Streaming and buffering: Kafka (+ Zookeeper / KRaft)
- Kafka High-throughput event bus for buffering and fan-out of telemetry.
- Zookeeper or KRaft Manages broker metadata and consumer groups (KRaft can replace Zookeeper in newer Kafka versions).
- Alternatives RabbitMQ, NATS, Pulsar; managed services like Amazon Kinesis or Google Pub/Sub.
Use-Case Recipes
Basic Metrics Monitoring
Goal: Track service health and fire alerts.
- (Optional) Add OpenTelemetry SDK counters/gauges and expose
/metrics. - Prometheus scrapes app and node exporters.
- Grafana dashboards use PromQL (e.g.
rate(http_requests_total[5m])). - Alert on thresholds via Grafana notification channels.
Gotchas: Ensure service discovery for scrape targets and secure
/metrics endpoints.Lightweight Logs + Metrics Correlation
Goal: Link simple logs with metric spikes at low cost.
- Promtail DaemonSet tails
/var/log/containers/*.log, labels by namespace/pod. - Promtail pushes to Loki (
/loki/api/v1/push). - Prometheus scrapes metrics as above.
- Grafana mixed panels show metric time series alongside log streams (
{app="myapp", level="error"}).
Gotchas: Plan Loki labels well; Promtail needs file-read permissions.
Full-Stack Observability for Microservices
Goal: End-to-end traces, metrics and logs.

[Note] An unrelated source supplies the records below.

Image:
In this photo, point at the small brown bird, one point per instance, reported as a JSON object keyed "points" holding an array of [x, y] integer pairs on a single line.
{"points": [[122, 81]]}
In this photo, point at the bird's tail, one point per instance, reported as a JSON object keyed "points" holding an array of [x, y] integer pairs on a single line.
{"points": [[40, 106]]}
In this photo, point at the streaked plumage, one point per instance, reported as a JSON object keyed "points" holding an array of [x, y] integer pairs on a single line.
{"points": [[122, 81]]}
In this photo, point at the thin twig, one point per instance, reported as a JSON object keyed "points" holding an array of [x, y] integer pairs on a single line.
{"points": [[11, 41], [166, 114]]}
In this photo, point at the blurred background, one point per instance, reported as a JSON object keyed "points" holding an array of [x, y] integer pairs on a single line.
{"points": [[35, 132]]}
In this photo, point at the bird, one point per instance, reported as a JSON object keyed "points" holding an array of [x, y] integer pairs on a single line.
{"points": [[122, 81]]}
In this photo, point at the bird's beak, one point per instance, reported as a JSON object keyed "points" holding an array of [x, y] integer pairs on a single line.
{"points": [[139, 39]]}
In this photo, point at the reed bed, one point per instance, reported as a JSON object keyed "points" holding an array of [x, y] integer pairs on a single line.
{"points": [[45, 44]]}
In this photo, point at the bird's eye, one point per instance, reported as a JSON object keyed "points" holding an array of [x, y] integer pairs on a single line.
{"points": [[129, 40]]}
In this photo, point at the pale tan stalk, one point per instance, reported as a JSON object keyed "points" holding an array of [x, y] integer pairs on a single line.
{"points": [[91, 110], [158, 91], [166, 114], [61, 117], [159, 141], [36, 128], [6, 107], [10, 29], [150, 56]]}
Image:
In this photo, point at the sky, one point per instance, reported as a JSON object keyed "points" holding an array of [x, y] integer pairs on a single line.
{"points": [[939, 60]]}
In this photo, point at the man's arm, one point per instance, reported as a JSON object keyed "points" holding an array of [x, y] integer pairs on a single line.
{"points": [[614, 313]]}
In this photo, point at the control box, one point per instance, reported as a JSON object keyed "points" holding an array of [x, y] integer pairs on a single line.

- Instrument services with OpenTelemetry SDK (or auto-instrument).
- Deploy Collector with pipelines for OTLP → Prometheus, Loki and Jaeger exporters.
- (Optional) Buffer bursts via Collector → Kafka → downstream exporters.
- Prometheus scrapes Collector; Loki and Jaeger receive logs and spans.
- Grafana dashboards combine metrics, log panels and trace timelines.
Gotchas: Tune Collector batch sizes/limits and choose an appropriate trace sampling rate.
High-Volume IoT Telemetry
Goal: Ingest millions of device metrics/logs reliably.
- Edge Collector receives OTLP (OpenTelemetry Protocol) or HTTP from devices, adds device metadata.
- Collector exports to Kafka topic
iot-telemetry. - Consumers read from Kafka:
- Prometheus remote-write (or Thanos) for metrics
- Fluentd for logs → Loki or Elasticsearch
- Collector for traces → Tempo
- Grafana device health maps, global trends, error heatmaps and trace explorer.
Gotchas: Partition Kafka by region; tune retention and compaction.
Heavy Log-Processing Pipeline
Goal: Multi-stage parsing, enrichment and routing to multiple sinks.
- Logstash ingest via Beats input, apply grok, geoip, mutate filters.
- Output to Elasticsearch for full-text search and to Kafka for real-time consumers.
- Optionally use Fluentd/Logstash to consume from Kafka → normalize → push to Loki.
- Kibana for ad-hoc searches; Grafana + Loki panels for dashboards and log-based alerts.
Gotchas: Allocate sufficient JVM heap for Logstash; manage Elasticsearch index lifecycles.
Key overlaps and alternatives
- Logstash vs Fluentd vs OT Collector for log ingestion and transformation
- Prometheus Pushgateway vs OT Collector for pushed metrics
- Zookeeper vs KRaft as Kafka coordinator
- Loki vs Elasticsearch for log indexing and querying
Bottom line: Standardize on OpenTelemetry for unified instrumentation and collection, then choose storage backends - Prometheus for metrics, Loki or Elasticsearch for logs, Jaeger/Tempo for traces - and visualize and alert on everything in Grafana (and Kibana where needed).